Klopp warnt vor Belastung von Fußballern »Es gibt nur eine Richtung, wohin das führt, und das ist gegen die Wand«

Schon mehrfach hat Liverpool-Trainer Jürgen Klopp vor einer Überbelastung von Fußballprofis gewarnt. Er kassierte dafür Kritik von Uefa-Präsident Aleksander Čeferin. Das hindert ihn nicht daran, jetzt nachzulegen.
Liverpool-Trainer Jürgen Klopp

Liverpool-Trainer Jürgen Klopp

Foto: Salvio Calabrese / Uk Sports Pics Ltd / IMAGO

Liverpools Trainer Jürgen Klopp hat einmal mehr die hohe Belastung der Fußballprofis kritisiert und sich gegen Uefa-Präsident Aleksander Čeferin gestellt. »Ich habe Schrauben geputzt und was weiß ich noch alles gemacht. Ich weiß, was arbeiten bedeutet. Ich möchte niemanden beleidigen, sondern nur erneut darauf hinweisen, dass dieses Spiel ohne die Spieler nicht funktioniert und nur richtig schön ist, wenn die Besten auf dem Feld sind«, sagte Klopp im »kicker«-Interview.

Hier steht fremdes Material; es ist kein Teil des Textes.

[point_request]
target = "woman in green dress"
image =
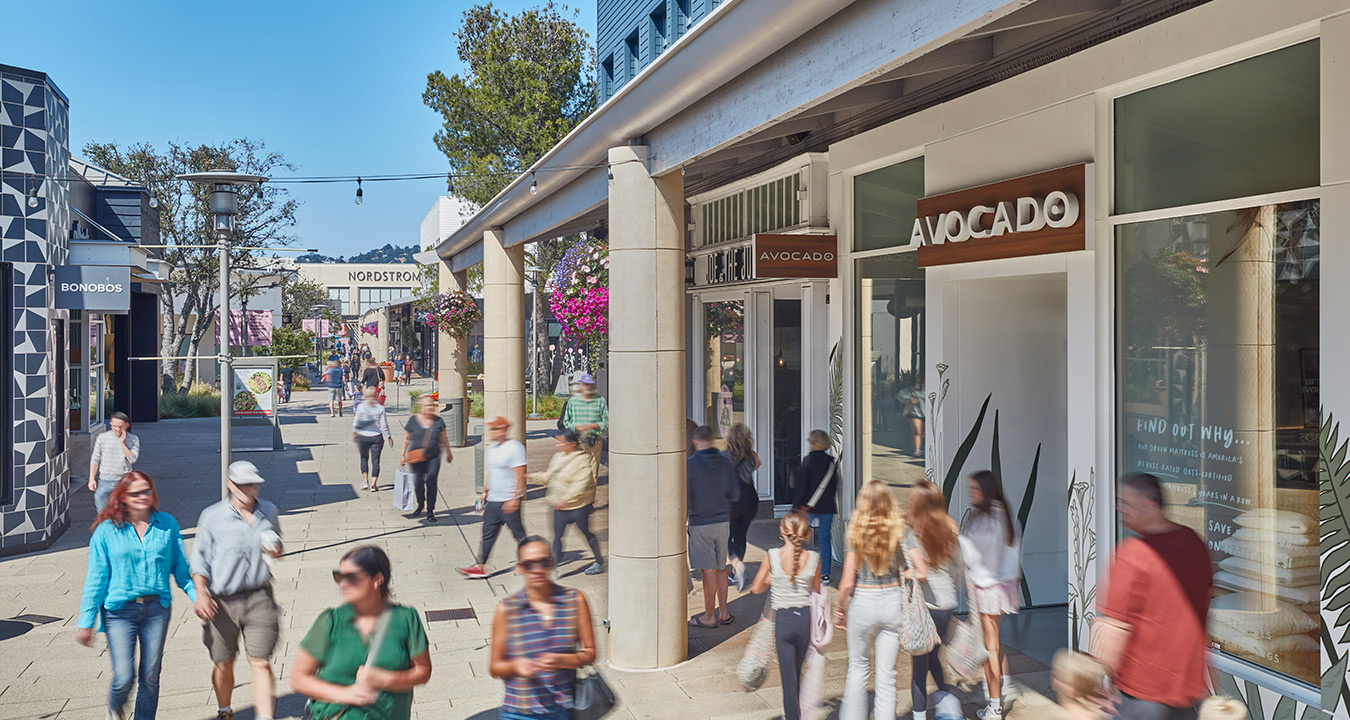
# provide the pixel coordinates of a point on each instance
(331, 667)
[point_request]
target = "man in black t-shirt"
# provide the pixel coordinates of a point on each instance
(371, 377)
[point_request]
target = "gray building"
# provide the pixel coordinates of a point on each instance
(61, 216)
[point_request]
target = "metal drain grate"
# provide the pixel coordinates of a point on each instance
(454, 613)
(35, 619)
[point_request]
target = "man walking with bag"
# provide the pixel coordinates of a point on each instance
(231, 566)
(1150, 634)
(587, 416)
(114, 454)
(502, 492)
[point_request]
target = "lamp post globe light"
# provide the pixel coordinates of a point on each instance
(224, 206)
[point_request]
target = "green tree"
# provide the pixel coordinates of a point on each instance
(191, 296)
(529, 81)
(286, 341)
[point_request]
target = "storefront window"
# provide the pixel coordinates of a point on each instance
(1218, 393)
(884, 206)
(1242, 130)
(724, 365)
(893, 409)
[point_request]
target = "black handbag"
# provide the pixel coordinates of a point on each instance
(594, 699)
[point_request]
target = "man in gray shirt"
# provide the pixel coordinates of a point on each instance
(231, 565)
(114, 454)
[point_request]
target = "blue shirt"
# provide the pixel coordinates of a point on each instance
(123, 568)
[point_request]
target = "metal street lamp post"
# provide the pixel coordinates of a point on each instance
(224, 206)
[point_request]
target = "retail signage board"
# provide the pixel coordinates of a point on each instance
(100, 288)
(1032, 215)
(795, 255)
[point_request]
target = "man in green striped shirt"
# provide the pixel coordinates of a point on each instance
(587, 416)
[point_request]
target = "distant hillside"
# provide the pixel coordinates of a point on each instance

Čeferin hatte zuletzt Klopp wegen dessen Kritik an der Überbelastung der Profis gerügt. Unterbezahlte »Fabrikarbeiter« hätten ein Recht sich zu beschweren, sagte der Uefa-Boss. Für Klopp ist dies eine »polemische Aussage«. Er wisse, »dass andere Leute viel mehr arbeiten müssten. Das muss mir Herr Čeferin nicht sagen.«

Klopp spricht von »Wahnsinn«

Für Klopp funktioniert das aktuelle System im Fußball dennoch nicht. »Es gibt nur eine Richtung, wohin das führt, und das ist gegen die Wand«, betonte der 55-Jährige. Es gebe »zu viele unterschiedliche Interessenvertreter. Alle ziehen, keiner denkt an die Spieler. Nicht einer. Wirklich nicht.« Es müsse »eine vernünftige Lösung gefunden werden. Die besteht nicht darin, ständig neue Wettbewerbe zu erfinden und sie zu verlängern.« Es sei »Wahnsinn«.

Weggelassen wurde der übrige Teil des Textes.